Отсюда — вопрос: почему так много либерализма в почве и почему он тем не менее проигрывает политически? Ответить на него и призван, по-моему, проект, осуществление которого мы сегодня начинаем. Ответить так, чтобы исключить дальнейшие проигрыши. Или, по меньшей мере, тому способствовать. И Михаил Николаевич показывает нам, что успех возможен, что игра стоит свеч. Он показывает, что мы можем составить хороший идеологический пасьянс и обыграть любого.
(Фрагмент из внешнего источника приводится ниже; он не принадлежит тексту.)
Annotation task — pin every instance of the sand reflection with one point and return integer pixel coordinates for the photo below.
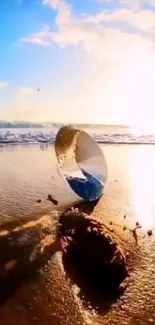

При этом перед нами не стоит вопрос о том, что является исторической правдой в последней инстанции. Конечно, исторических натяжек, а тем более ошибок быть не должно. Но воевать по поводу того, чем была Россия исторически, можно еще тысячу лет. А о том, что делать с сегодняшней Россией, с ее нынешней идеологией, надо думать уже сейчас. Но это значит — думать и о том, возможна ли генерализация русской истории с либеральной позиции и на либеральную перспективу.
С этой позиции, кстати, кое-что видно даже из окна кабинета, в котором мы находимся. Вон там — Нарышкинские палаты, где, по многим данным, родился Петр Алексеевич Романов; здесь он родился, а не в Кремле. А вон там — дом, в котором жил Борис Николаевич Чичерин, один из крупнейших русских либеральных мыслителей. С этой же позиции смотрит на отечественную историю и Михаил Афанасьев, и его идеологически заостренный взгляд заслуживает нашего внимания именно потому, что он идеологически заострен.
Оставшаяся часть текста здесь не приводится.